Sudoku-Solver-Prolog/README.md

# INTRODUCTION

A **Latin square** of order _n_ is an _n × n_ array in which each cell contains a single symbol

from a set _S_ with _n_ elements, such that each symbol occurs exactly once in each row

and exactly once in each column.

_Example:_

![](sudoku-screenshots/latin.png)<br>
a Latin square of order 3

A **Sudoku Latin square** is a Latin square of order 9 on the symbol set {1,..., 9} that

is partitioned into 3 _×_ 3 squares, and each square contains all symbols.<br>
![](sudoku-screenshots/1.png)

This can also be represented as<br>
![](sudoku-screenshots/2.png)

This can be further represented as a list of variables:<br>
![](sudoku-screenshots/3.png)

And we represent the whole sudoku latin square as a list of lists.<br>
![](sudoku-screenshots/4.png)

So, in total, we have a list of rows.


# CLP(FD) CONSTRAINTS

The library clpfd or Constraint Logic Programming over Finite Domains contains a lot

of built-in predicates that are useful for solving the Sudoku puzzle easily.

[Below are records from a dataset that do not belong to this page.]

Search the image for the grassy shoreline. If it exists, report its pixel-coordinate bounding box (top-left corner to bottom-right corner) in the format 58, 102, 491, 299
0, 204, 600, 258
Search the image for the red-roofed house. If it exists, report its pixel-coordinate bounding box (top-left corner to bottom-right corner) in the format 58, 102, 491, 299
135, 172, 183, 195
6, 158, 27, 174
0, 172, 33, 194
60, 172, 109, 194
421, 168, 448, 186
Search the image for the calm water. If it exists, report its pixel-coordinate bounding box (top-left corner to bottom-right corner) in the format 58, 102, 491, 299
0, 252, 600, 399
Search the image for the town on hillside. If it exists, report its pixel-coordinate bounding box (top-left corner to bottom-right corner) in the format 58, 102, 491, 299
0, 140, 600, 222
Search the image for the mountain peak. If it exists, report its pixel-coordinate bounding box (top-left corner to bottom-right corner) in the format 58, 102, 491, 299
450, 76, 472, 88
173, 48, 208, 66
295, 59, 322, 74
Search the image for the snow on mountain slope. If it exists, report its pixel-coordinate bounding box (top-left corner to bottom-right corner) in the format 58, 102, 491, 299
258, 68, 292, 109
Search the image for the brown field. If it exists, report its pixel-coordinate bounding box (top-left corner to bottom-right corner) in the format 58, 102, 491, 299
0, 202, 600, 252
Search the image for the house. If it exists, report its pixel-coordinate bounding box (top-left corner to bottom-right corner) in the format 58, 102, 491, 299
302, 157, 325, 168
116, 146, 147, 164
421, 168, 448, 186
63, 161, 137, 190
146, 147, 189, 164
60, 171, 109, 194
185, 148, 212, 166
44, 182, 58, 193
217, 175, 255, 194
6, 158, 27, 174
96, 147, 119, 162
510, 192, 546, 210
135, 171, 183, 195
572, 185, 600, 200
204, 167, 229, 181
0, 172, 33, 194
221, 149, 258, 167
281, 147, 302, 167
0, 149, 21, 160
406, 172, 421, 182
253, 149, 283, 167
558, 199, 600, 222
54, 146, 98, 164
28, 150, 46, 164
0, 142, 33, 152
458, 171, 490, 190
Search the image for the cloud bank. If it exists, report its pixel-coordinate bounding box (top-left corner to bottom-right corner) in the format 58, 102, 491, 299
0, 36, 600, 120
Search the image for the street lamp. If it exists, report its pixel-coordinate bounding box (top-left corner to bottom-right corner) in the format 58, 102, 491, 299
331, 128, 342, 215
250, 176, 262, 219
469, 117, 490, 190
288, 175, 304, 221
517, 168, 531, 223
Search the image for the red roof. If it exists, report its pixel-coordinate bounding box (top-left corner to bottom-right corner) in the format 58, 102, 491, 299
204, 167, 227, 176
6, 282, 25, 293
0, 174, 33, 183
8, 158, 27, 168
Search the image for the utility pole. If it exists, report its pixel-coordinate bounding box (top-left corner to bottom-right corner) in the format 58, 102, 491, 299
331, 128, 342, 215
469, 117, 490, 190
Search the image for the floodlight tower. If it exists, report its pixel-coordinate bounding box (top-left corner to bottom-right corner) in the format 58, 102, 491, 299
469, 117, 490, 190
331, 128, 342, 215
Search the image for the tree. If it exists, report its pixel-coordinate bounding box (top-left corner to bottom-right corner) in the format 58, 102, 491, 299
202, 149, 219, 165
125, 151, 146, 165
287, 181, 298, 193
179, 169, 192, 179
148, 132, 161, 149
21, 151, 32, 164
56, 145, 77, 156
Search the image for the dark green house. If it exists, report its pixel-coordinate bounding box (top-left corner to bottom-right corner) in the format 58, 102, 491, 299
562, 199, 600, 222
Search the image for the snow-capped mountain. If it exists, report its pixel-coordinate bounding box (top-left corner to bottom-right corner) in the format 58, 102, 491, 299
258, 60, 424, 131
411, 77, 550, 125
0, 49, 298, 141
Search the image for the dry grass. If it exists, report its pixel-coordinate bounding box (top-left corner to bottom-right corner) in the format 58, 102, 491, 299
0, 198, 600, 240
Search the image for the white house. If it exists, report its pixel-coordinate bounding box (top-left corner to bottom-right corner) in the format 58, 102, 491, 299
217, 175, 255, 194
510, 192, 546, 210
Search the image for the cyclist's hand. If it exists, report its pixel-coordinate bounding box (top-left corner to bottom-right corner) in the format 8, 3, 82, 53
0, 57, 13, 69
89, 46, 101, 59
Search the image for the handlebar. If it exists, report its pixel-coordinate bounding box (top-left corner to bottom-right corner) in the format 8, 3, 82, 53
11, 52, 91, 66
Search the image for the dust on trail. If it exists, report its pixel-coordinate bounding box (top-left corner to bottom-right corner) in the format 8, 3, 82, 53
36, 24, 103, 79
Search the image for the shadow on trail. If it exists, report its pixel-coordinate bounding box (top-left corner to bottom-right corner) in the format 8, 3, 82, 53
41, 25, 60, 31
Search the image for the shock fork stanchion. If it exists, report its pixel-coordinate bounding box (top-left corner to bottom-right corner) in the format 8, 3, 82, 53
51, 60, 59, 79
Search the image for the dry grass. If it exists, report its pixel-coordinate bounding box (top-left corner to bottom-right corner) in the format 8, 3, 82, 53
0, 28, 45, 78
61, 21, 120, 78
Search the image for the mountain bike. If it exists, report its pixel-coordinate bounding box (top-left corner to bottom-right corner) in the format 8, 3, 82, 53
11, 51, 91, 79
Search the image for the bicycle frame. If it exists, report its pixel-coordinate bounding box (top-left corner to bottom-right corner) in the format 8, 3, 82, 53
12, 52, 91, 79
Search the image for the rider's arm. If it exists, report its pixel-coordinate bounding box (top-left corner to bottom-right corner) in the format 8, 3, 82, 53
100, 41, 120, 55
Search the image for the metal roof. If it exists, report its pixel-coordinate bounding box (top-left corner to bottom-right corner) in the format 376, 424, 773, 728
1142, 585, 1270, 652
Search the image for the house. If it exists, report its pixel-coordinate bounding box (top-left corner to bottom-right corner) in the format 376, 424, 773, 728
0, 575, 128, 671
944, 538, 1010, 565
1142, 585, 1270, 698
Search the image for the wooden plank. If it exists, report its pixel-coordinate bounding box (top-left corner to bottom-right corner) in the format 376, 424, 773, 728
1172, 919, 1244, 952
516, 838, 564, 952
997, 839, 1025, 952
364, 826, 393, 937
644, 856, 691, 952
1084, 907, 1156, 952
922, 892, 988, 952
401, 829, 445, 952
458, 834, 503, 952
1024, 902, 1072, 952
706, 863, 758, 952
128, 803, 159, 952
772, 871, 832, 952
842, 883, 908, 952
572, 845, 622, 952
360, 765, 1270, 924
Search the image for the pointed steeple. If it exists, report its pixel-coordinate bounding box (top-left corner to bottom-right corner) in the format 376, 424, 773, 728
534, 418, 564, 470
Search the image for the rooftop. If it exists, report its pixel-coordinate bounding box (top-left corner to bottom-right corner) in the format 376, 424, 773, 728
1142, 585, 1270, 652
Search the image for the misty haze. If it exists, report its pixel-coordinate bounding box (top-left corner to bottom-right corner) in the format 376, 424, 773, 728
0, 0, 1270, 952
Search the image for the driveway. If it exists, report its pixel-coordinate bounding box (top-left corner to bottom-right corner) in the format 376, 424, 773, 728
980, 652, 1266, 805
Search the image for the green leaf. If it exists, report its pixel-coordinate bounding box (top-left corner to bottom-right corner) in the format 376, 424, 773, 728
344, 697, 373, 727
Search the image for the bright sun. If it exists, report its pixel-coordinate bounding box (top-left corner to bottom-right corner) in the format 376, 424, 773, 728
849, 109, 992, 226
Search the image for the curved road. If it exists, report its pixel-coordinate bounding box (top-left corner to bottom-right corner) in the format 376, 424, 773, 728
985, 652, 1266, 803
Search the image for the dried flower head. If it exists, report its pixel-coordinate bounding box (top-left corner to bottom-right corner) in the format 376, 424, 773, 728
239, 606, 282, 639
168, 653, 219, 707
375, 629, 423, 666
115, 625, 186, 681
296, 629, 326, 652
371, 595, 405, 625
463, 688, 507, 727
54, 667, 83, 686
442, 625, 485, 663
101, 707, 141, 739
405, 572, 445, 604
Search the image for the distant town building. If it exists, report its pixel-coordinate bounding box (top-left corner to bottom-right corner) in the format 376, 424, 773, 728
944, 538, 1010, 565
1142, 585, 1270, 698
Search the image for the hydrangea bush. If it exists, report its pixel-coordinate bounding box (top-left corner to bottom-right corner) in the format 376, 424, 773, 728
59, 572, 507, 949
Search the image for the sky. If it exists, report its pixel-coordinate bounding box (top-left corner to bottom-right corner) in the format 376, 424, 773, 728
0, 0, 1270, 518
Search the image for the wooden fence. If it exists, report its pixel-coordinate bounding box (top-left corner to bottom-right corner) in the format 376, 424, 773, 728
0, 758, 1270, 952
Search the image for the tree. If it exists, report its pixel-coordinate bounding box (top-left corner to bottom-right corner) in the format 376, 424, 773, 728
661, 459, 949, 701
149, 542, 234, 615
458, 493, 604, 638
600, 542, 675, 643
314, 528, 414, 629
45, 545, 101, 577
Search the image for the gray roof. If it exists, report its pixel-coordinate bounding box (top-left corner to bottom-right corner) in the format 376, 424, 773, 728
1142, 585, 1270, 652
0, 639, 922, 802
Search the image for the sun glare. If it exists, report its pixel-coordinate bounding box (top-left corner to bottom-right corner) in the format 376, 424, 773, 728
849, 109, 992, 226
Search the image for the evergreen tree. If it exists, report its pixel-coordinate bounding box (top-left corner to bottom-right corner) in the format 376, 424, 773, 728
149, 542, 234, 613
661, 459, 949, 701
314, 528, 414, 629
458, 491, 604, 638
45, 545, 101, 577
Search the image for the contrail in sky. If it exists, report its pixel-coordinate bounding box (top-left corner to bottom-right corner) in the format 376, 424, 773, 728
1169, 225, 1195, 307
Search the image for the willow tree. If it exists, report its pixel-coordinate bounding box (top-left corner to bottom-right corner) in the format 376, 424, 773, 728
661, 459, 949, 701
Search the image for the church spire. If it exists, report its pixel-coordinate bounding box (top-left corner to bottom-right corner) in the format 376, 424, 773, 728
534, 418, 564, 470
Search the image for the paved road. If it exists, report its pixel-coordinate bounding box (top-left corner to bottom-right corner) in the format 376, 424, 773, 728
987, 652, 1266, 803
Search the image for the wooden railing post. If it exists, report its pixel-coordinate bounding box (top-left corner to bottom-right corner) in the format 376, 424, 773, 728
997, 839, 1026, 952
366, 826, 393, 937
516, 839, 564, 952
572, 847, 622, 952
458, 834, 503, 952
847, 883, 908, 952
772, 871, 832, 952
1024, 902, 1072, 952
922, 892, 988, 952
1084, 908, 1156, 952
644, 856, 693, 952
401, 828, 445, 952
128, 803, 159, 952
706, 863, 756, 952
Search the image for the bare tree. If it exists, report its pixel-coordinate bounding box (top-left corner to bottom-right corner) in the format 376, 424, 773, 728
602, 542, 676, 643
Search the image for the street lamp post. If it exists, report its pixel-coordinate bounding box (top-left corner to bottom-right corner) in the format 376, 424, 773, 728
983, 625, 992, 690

**(ins)/2** states the domains of variables

    in some systems: fd_domain/3, domain/

**all_distinct/**

    or alternatively: all_different/1, fd_all_different.

    describes a list of different integers

_Examples_ :
![](sudoku-screenshots/s1.png)

Constraint Propagation:
![](sudoku-screenshots/s2.png)

# CONSISTENCY TECHNIQUES

**all_distinct/1** uses powerful methods from graph theory to prune the search space:

Using the previous example, the following graph states that X can be either 1 or 2, Y

can be either 1 or 2 and Z can be either 1, 2 or 3.
![](sudoku-screenshots/g1.png)

This is a value graph for a set of constraints.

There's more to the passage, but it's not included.